Chronique

Les députés s’amusent!
 « Le multipartisme est forcément synonyme d’antagonisme. On ne peut feindre d’ignorer cette vérité que pour mieux préparer en sous-main des hégémonismes opportunistes. »
Huenumadji Afan Les Chinois ont oublié que les Béninois ont élu des représentants qui veulent manger à tous les râteliers, prendre part à tout sans jamais se priver de rien. Et ayant oublié cela, ils n’ont tout simplement pas invité nos députés aux Jeux Olympiques qui se déroulent en ce moment dans leur capitale. S’ils avaient espéré que les nôtres baisseraient les bras pour si peu, les faits nous indiquent qu’ils se sont trompés. Nos « honorables » députés ont purement et simplement invité ces jeux au sein de l’Hémicycle en entamant un combat de lutte traditionnelle, malheureusement interrompu dès le premier round pour vice de forme. Raté ! Le spectacle. On s’en serait réjoui, c’est sûr. A défaut de se mêler de nos vrais problèmes, ils peuvent au moins nous divertir. C’est fait. Et cela continue.
Dans cette fameuse histoire, il convient de se rappeler d’où nous venons, qui sont ces combattants et pourquoi ils en arrivent à présent aux mains.
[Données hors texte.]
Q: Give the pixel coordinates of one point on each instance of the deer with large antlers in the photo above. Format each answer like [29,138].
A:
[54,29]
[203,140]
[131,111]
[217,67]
Premièrement, ce sont des élus du peuple et nul n’a le droit de le leur contester. La seule question qu’on peut se poser, c’est pourquoi le peuple les a choisis, eux. Je réponds : parce qu’ils ressemblent au peuple, qu’ils incarnent ses aspirations, qu’ils en sont un échantillon représentatif. C’est dit : « le peuple a les gouvernants qu’il mérite. »
Sans remettre en cause cette concordance entre le peuple et ses élus, il me plaît cependant d’ajouter que la loi, dans sa forme actuelle, permet au peuple de choisir même des individus qu’il ne connaît pas, qu’il n’a jamais vu à l’œuvre et dont il ne soupçonne même pas les qualités et les défauts. Et il faut croire que cette loi arrange certains individus parmi les plus corrompus, les plus moralement et mentalement défectueux, qui se battent pour la maintenir telle quelle, profitant de la léthargie générale et du système de contribution nationale qui cache aux citoyens qu’ils demeurent les seuls et uniques contribuables.
Deuxièmement, les « honorables » députés n’ont jamais convaincu personne que le gouvernement gérait mal. Ils n’ont jamais démontré par exemple, ce qui est évident, que si les autres ressources de l’Etat ont été gérées comme l’a été le fameux « milliard culturel », il y a de quoi courir à la catastrophe car en terme de gâchis, l’esprit humain ne peut imaginer pis. Ce qu’ils adoptent comme attitude, au contraire, c’est de soutenir le gouvernement dans ses gaspillages en le suppliant presque de les y impliquer. C’est normal. Pour des individus dont le premier acte en tant que représentants du peuple est de mentir à ce même peuple en signant des procurations qui signifient qu’ils n’étaient point là où on les avait vus, on ne saurait espérer meilleur altruisme qu’un regard de mépris à ceux qu’ils considèrent comme au bas de l’échelle.
Troisièmement, dans cette assemblée de lutteurs, il y a une petite dizaine à qui j’ai envie de demander : « que diable allait-il faire à cette galère ? » En dehors de ceux-là, je vois face à face, sans que la moindre qualité morale les distingue, une horde d’égoïstes et d’illettrés dont certains se croient cultivés pour avoir compilé une thèse, qui, non seulement ignorent (aux deux sens) la réalité de la vie du peuple, mais encore, se servent de cette ignorance comme une prérogative universelle.
Et je ne vois aucun débat citoyen. C’est-à-dire que rien ne distingue un député x d’un député y sur les grandes questions de la production et de la construction nationale. Les seules batailles qui les mettent en scène sont des batailles de postes.
Il était donc proprement envisageable que l’on en arrive aux mains puisqu’il s’agit d’intérêts individuels et qu’en face le gouvernement ne fait rien pour élever le débat. Par exemple, sur l’histoire des conseils municipaux non installés, le gouvernement avait tout simplement à constater sa faille, à les installer et à nous coller la paix. A l’inverse, il a préféré nous donner l’illusion que les députés servaient à quelque chose puisque sur ce point précis, c’est leur position qui était seule défendable.